Australia State of the Environment Report 2001 (Theme Report)
Lead Author: Dr Peter Manins, Environmental Consulting and Research Unit, CSIRO Atmospheric Research, Authors
Published by CSIRO on behalf of the Department of the Environment and Heritage, 2001
ISBN 0 643 06746 9
Stratospheric Ozone (continued)
Australian consumption of ozone-depleting substances [A Indicator 2.5]
Estimates of Australia's emissions of ozone-depleting substances are not available, but estimates of consumption are available from Environment Australia for 1986, 1989 and during the 1990s. The production of CFCs, HCFCs and carbon tetrachloride in Australia has now ceased and local consumption of ozone-depleting substances is limited to some imports and recycling for essential uses defined by Australia's ozone protection strategy, which is designed to meet Australia's international obligations under the Montreal Protocol.
Ozone-depletion potential (ODP)-weighted consumption has declined over the period of data collection (1986-1999) (Figure 78).
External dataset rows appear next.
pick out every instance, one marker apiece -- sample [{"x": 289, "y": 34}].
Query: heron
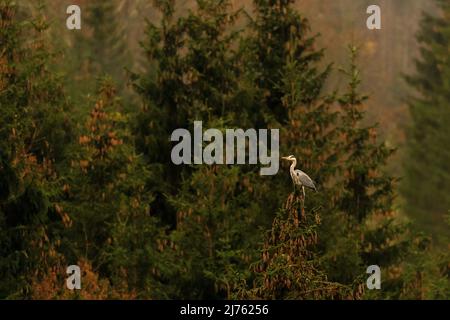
[{"x": 299, "y": 178}]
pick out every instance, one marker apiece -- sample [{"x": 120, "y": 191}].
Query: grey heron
[{"x": 299, "y": 178}]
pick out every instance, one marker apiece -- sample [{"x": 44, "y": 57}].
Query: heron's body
[{"x": 299, "y": 178}]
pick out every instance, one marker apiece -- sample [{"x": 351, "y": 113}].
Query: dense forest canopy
[{"x": 87, "y": 179}]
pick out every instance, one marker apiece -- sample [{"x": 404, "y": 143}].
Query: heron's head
[{"x": 289, "y": 158}]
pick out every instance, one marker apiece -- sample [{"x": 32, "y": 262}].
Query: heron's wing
[{"x": 305, "y": 179}]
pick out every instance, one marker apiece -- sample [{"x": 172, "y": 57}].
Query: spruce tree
[
  {"x": 289, "y": 268},
  {"x": 34, "y": 130},
  {"x": 426, "y": 182},
  {"x": 112, "y": 227}
]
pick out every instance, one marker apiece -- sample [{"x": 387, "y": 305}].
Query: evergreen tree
[
  {"x": 34, "y": 129},
  {"x": 107, "y": 202},
  {"x": 289, "y": 268},
  {"x": 426, "y": 184}
]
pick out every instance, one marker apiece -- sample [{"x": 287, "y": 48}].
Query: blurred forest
[{"x": 86, "y": 176}]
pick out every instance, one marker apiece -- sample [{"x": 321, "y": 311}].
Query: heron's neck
[{"x": 294, "y": 163}]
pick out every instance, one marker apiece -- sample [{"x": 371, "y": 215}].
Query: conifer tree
[
  {"x": 364, "y": 230},
  {"x": 107, "y": 202},
  {"x": 426, "y": 183},
  {"x": 34, "y": 130},
  {"x": 289, "y": 267}
]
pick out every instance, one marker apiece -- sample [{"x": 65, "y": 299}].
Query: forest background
[{"x": 85, "y": 170}]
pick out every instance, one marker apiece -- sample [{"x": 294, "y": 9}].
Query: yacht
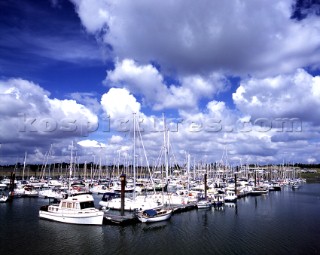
[
  {"x": 76, "y": 209},
  {"x": 154, "y": 215}
]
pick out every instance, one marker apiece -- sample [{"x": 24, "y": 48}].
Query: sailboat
[{"x": 162, "y": 213}]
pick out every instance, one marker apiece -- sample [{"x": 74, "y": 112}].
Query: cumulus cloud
[
  {"x": 201, "y": 39},
  {"x": 119, "y": 103},
  {"x": 91, "y": 143},
  {"x": 31, "y": 119},
  {"x": 147, "y": 81}
]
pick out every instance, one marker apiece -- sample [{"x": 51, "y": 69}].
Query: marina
[{"x": 282, "y": 222}]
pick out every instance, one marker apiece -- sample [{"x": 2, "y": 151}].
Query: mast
[
  {"x": 71, "y": 165},
  {"x": 134, "y": 156},
  {"x": 24, "y": 165},
  {"x": 166, "y": 151}
]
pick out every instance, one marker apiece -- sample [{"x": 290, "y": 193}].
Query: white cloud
[
  {"x": 116, "y": 139},
  {"x": 238, "y": 37},
  {"x": 91, "y": 144},
  {"x": 147, "y": 81},
  {"x": 30, "y": 119},
  {"x": 119, "y": 103}
]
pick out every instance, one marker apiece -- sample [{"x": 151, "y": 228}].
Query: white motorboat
[
  {"x": 140, "y": 203},
  {"x": 77, "y": 209},
  {"x": 3, "y": 198},
  {"x": 154, "y": 215},
  {"x": 30, "y": 191},
  {"x": 230, "y": 196},
  {"x": 203, "y": 204}
]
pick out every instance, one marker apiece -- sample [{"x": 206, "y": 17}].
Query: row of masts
[{"x": 221, "y": 170}]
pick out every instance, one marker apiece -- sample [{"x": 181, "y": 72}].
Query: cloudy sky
[{"x": 238, "y": 81}]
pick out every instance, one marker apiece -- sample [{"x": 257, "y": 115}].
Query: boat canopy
[{"x": 150, "y": 212}]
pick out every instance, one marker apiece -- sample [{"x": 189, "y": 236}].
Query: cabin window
[{"x": 88, "y": 204}]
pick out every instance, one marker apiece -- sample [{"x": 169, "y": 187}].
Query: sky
[{"x": 232, "y": 82}]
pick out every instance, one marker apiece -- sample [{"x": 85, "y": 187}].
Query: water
[{"x": 285, "y": 222}]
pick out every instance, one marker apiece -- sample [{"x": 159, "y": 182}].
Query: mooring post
[
  {"x": 11, "y": 188},
  {"x": 123, "y": 185}
]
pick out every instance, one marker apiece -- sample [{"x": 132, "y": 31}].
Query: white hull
[
  {"x": 78, "y": 209},
  {"x": 83, "y": 218},
  {"x": 3, "y": 199},
  {"x": 129, "y": 205},
  {"x": 156, "y": 218},
  {"x": 203, "y": 204}
]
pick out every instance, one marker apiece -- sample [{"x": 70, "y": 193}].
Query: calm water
[{"x": 286, "y": 222}]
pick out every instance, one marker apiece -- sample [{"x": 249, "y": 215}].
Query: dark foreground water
[{"x": 286, "y": 222}]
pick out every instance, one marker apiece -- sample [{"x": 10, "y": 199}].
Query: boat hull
[
  {"x": 82, "y": 218},
  {"x": 155, "y": 218}
]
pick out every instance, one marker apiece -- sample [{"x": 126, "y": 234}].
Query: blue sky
[{"x": 226, "y": 76}]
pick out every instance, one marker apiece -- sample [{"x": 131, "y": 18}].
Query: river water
[{"x": 282, "y": 222}]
Australian consumption, which was nearly 20 kt/year in 1986, declined rapidly after 1989 in response to restrictions imposed on the use of ozone-depleting substances. By 1996, consumption fell to less than 1 kt and has remained below this level to date. Current consumption is about 800 t which is required to service the few remaining essential uses of ozone-depleting substances allowed under Australia's ozone protection strategy.
Figure 78: Australian consumption of ozone-depleting substances (ODS) in ODP-weighted kilotonnes (kt), based on production and import/export data.
Source: Environment Australia
Australian consumption of ozone-depleting substances remained well within its Montreal Protocol limit throughout the 1990s. Consumption in 1999 (about 800 t) is close to the Protocol limit for 1999-2000 (900 t).
A qualitative indicator of how emissions of ozone-depleting substances in Australia have declined can be seen in the Cape Grim record of their abundance in the atmosphere (e.g. Figure 79). The global behaviour of methyl chloroform, a substance covered by the Montreal Protocol, is reflected in its declining baseline level in recent years. The positive excursions are due to air masses reaching Cape Grim that had passed over Melbourne. The obvious downward trends in emissions from Melbourne can be seen in the data: after 1996, Melbourne emissions of methyl chloroform appear to have ceased.
Figure 79: Methyl chloroform observations (ppt) at Cape Grim, Tas.
The background data are shown in red and the Melbourne pollution episodes are in black.
Source: Prinn et al. (2000); CSIRO; Cape Grim Baseline Air Pollution Monitoring Station
Current Australian consumption of ozone-depleting substances is about 800 t which is required to service the few remaining essential uses allowed under Australia's ozone protection strategy. In order to reduce significantly future consumption of ozone-depleting substances in Australia, the essential uses allowed under the Protocol will have to be reassessed.